Malaria Clinical Trial
Official title:
Malaria Survey in the Tak Province Refugee Camps
| Verified date | April 2016 |
| Source | University of Oxford |
| Contact | n/a |
| Is FDA regulated | No |
| Health authority | United Kingdom: Research Ethics Committee |
| Study type | Interventional |
According to the World Malaria Report, there were significant decreases in the number of
P.falciparum (PF) malaria cases worldwide in the past decade.
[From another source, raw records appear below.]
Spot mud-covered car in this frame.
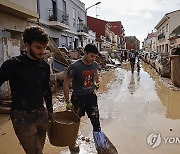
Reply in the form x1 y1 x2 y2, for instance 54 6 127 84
155 53 170 77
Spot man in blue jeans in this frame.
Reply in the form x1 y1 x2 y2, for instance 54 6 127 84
0 26 53 154
63 44 101 152
129 49 136 74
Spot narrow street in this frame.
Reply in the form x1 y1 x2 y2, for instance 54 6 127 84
59 64 180 154
0 63 180 154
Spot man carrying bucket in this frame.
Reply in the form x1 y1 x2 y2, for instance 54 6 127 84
0 26 53 154
63 44 101 152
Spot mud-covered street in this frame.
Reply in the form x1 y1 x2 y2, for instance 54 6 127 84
0 63 180 154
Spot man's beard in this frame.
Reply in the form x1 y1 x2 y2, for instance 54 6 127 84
29 47 42 60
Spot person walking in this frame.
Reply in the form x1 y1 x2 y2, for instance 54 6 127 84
0 26 53 154
129 49 136 74
63 44 101 152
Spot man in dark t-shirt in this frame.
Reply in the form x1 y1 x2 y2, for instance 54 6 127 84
129 49 136 74
63 44 101 152
0 26 53 154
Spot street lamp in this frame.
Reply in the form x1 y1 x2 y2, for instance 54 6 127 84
86 2 101 12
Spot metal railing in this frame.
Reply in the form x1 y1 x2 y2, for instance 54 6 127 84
158 33 165 40
48 8 69 25
77 23 89 33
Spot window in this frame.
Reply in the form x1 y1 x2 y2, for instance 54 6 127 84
73 8 76 27
166 24 168 32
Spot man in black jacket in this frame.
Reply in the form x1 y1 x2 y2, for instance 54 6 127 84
0 26 53 154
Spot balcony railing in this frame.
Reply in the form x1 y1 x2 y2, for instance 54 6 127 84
48 8 69 25
77 23 89 33
158 33 165 40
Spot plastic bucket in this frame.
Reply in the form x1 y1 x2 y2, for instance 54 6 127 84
171 55 180 87
47 111 80 147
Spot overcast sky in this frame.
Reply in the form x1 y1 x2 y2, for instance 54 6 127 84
80 0 180 45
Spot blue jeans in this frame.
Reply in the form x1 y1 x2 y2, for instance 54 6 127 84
10 108 48 154
71 93 101 131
On the Thai-Myanmar border
where transmission is low and seasonal and where incidence of Multi-drugs resistant
P.falciparum parasites is the highest, the same trend has been observed with a clear decline
in malaria episodes and the ratio of P. falciparum/P. vivax (PF/PV.
Economic development, unprecedented financial support, renewed efforts in vector control, a
wider use of rapid diagnosic tests (RDTs) for malaria and the deployment of artemisinin
based combination treatments (ACT) are the main contributing factors to those successes
against malaria.
However the emergence in Cambodia and on the Thai-Myanmar border of P.falciparum isolates
that exhibit resistance to artesunate is threatening those gains . This is characterized by
a slow parasite clearance rate observed in patients treated with artesunate.
At the same time, recent SMRU surveys along the Thai-Burmese border using a new cutting-edge
technology i.e. highly sensitive quantitative Real Time PCR (RT-PCR) able to detect very low
parasitaemia (10 parasites per ml), found up to a 3-5 fold increase in the prevalence of
malaria compared to what is found with the usual diagnostic tools such as microscopy, RDT or
even conventional PCR.
It seems that a large number of asymptomatic carriers with very low parasites counts (a
large potential malaria reservoir) go undetected. If confirmed, this might pose the greatest
obstacle for malaria elimination in the region and containment of artemisinin resistance.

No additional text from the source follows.